Этот рассказ занимал у меня часа три или четыре. Я объяснял все очень подробно, потому что увидел, как они заинтересовались и стали записывать все детали. Я понимал, что для них это что-то значит, но не знал, что. Потом я описывал, как наводил порядок в подвале. Рассказ занял два дня. Я описал все, что лежало на полке и какая она была пыльная, объяснил, что ее нужно было подвинуть, а под ней оказалась лужа, и я решил вытереть пол. Тряпку я ходил отжимать во двор — ведь если выжать ее на пол, опять натечет лужа. Они в ответ: а ведро взять ты не догадался? Я говорю: да, потом я понял, что так удобнее. Хорошо, что сообразил, — больше не пришлось то и дело бегать во двор.

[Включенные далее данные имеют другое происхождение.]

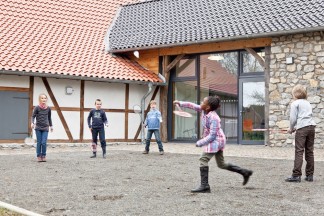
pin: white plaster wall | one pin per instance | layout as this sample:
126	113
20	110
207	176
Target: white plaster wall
58	88
14	81
134	121
58	129
112	95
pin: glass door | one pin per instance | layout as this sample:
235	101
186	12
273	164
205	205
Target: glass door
251	111
185	128
184	88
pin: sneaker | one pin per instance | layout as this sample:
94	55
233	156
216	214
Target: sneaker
309	178
293	179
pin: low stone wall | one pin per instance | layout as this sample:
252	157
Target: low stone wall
307	69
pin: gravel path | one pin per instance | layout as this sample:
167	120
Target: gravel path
129	183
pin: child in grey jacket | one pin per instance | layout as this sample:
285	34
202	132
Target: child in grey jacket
302	122
152	122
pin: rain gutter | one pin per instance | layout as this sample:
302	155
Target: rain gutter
241	37
95	79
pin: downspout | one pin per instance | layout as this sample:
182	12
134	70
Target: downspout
150	84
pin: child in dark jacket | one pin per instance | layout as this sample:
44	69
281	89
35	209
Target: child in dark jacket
152	122
42	114
99	120
213	141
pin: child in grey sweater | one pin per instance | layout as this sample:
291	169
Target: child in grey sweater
302	122
42	114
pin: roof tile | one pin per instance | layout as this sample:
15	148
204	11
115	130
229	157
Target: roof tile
172	22
63	37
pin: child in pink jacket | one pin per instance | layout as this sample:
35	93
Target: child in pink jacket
213	141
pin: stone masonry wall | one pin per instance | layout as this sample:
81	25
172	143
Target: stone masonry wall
307	69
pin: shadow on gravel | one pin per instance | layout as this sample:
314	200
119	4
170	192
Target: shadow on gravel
129	183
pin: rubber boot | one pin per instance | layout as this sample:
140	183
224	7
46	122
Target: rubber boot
94	155
244	172
104	152
204	186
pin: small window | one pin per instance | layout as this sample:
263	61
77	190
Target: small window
250	63
186	68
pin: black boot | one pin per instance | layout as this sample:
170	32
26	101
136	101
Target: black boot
94	155
204	186
104	152
244	172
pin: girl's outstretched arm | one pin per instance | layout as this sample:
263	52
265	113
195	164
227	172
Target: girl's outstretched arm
189	105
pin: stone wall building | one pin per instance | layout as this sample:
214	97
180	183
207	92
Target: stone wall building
307	68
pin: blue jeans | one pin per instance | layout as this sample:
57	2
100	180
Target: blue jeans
101	132
41	142
157	137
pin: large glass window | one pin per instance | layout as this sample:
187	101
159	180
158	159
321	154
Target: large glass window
218	76
253	95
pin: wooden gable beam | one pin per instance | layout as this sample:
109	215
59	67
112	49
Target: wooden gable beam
173	63
58	109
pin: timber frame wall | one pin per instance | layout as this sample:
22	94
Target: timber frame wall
149	59
80	109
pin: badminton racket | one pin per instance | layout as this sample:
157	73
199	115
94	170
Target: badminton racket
180	112
29	140
271	130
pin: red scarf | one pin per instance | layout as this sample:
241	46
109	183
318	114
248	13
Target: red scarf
43	106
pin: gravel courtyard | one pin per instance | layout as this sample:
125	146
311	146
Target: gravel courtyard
129	183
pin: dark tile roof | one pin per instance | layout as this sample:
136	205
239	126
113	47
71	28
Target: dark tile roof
163	23
65	39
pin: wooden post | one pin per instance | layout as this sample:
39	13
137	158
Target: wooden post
58	109
31	102
81	110
126	110
164	93
267	99
146	111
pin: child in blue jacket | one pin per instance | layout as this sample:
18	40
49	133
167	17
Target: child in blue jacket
99	120
152	122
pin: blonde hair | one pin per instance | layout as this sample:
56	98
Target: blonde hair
299	92
40	95
97	100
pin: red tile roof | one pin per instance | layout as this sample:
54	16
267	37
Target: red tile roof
64	37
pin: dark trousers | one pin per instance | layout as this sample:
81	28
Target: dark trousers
304	140
101	132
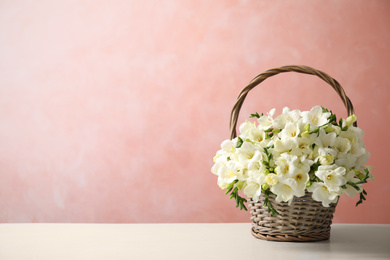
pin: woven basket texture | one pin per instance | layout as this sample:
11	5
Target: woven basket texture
304	219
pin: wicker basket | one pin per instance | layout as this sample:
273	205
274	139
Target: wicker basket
304	219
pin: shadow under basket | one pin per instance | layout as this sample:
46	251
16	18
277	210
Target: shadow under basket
304	220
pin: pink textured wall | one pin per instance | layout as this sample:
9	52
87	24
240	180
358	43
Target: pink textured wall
111	111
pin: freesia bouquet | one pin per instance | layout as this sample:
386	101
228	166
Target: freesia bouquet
292	154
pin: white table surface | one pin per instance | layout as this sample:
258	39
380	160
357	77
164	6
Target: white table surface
183	241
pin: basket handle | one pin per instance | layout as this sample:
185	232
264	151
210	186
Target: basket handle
269	73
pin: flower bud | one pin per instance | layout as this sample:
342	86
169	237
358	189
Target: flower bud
240	184
271	179
351	120
305	134
326	159
329	129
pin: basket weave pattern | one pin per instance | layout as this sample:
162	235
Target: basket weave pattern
304	219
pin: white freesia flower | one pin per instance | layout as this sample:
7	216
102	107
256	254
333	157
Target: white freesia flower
332	176
271	179
226	176
266	122
346	160
291	130
285	190
286	164
325	142
283	146
315	116
248	153
301	146
294	153
301	177
287	116
322	194
253	190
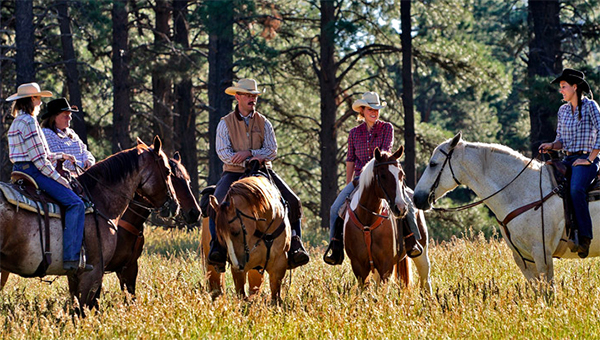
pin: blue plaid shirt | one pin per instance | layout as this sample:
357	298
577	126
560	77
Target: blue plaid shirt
579	135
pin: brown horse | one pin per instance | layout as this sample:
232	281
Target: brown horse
253	223
111	184
216	279
372	239
130	234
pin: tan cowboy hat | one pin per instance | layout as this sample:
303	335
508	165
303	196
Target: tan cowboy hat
28	90
244	86
369	99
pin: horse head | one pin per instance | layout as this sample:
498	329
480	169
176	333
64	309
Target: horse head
155	184
389	178
249	214
181	183
439	177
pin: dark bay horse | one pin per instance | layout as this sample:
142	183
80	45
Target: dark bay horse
112	184
252	222
130	234
372	239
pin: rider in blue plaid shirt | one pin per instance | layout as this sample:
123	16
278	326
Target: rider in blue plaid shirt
578	135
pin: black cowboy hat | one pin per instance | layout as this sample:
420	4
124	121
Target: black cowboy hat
572	76
57	106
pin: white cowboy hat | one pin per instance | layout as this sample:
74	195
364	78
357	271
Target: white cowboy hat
28	90
369	99
244	86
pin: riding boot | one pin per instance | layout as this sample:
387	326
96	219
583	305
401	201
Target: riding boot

Так прошло два дня. Еще два я расшифровывал какие-то кляксы. Надо было говорить, на что они похожи. В общем, обычные тесты, которыми пользуются психиатры. Спустя десять дней мне вручили заклеенный конверт и отпустили. Дома я его вскрыл и прочитал диагноз: schizophrenia duplex. Потом снова заклеил и отвез в свой военкомат. В военном билете мне поставили штамп «Категория „Д“» — не годен к военной службе даже в случае военных действий. Вот так и закончились мои перипетии с армией. Я все повторял, что мне ничего не хочется делать. Что я ничего не хочу и не жду от жизни — ни хорошего, ни плохого. Вообще ничего. Сказал, что иногда читаю. Тогда врачи попросили пересказать прочитанное. В ответ я дословно воспроизвел «В пустыне и в пуще». Это продолжалось много часов. Им были любопытны мои умозаключения, например — почему я считаю, что из финала следует, что герой воссоединился с героиней, и т. д. и т. п. Ровно через четыре дня начинались экзамены в киношколу — и на этот раз я их успешно сдал. Хотя попробуй пройди конкурс, когда тебе ничего не хочется.